It’s not lying if the company ripped you off in the first place.

The first time that I ever saw Summer School, I was convinced that the part about writing letters to companies to get free stuff would work every time. I spent a lot of time trying to write letters to the companies that made my favorite toys, so I could convince them that the action figures and especially the vehicles that I couldn’t afford had been broken. But then I realized that I might be called on my BS, and guys in suits might show up to my home demanding to see the broken toys, and then I’d be screwed and sent off to prison for lying. Ultimately, owning Krang’s fortress wasn’t worth a life spent in prison making license plates, which is how TV and movies taught me that license plates were made.

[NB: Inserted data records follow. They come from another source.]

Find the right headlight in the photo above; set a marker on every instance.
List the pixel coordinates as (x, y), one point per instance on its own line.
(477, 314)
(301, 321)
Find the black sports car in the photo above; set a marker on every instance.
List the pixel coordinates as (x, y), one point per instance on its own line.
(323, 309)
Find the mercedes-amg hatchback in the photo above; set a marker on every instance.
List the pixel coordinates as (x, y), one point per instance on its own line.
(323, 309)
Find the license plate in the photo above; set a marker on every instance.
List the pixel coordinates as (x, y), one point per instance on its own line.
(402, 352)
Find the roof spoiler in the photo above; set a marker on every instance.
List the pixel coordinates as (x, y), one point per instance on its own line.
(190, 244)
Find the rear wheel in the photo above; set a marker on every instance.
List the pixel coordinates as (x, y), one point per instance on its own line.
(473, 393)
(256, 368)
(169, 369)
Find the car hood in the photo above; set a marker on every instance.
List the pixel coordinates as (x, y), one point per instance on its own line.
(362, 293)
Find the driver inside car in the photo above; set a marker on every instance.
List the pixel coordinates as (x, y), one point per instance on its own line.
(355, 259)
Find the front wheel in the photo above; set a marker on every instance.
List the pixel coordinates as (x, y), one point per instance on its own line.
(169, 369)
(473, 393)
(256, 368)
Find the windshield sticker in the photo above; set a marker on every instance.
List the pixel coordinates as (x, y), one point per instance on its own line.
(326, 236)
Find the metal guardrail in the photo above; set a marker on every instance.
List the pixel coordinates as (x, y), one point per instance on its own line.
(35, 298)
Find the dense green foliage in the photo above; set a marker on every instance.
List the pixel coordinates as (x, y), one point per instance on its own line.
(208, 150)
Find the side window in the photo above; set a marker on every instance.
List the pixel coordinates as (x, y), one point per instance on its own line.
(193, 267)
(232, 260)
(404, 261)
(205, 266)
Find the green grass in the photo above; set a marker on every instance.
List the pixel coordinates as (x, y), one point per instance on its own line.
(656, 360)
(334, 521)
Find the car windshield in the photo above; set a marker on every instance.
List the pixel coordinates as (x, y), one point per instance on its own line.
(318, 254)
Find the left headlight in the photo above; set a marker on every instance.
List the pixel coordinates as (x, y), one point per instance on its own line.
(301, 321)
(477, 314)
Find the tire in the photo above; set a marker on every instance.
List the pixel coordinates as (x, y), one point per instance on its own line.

Jail in California looks very scary.

I still don’t know what the guy with the mustache is doing with his hand, but it’s really scary and I don’t want to ever have someone do that to me, so I’ve chosen to lead a life on the straight and narrow. Thank you, Summer School, for teaching us that jail is filled with scary perverts who want to do bad things to shirtless men on roller skates.

No matter the risk, steal your boss’s girlfriend.

Vice Principal Gills was a pretty big bite in the ass, so we had to cheer for Shoop in pursuit of Robin Bishop, because Shoop was the coolest and his girlfriend had only recently taken off for Hawaii without him. Sure, Robin was kind of stuck up because she questioned the legitimacy of taking students to something as awesome as a petting zoo, which produced adorable moments like this:

And she also wore a denim shirt tucked into a different shade of denim skirt, because it was the 80s, but she had a good heart and she just wanted what was best for all students, even if it meant agreeing to a date with Shoop to get there. Also, Gills looked like a total goober-douche, and there’s no reason he should have been with Robin.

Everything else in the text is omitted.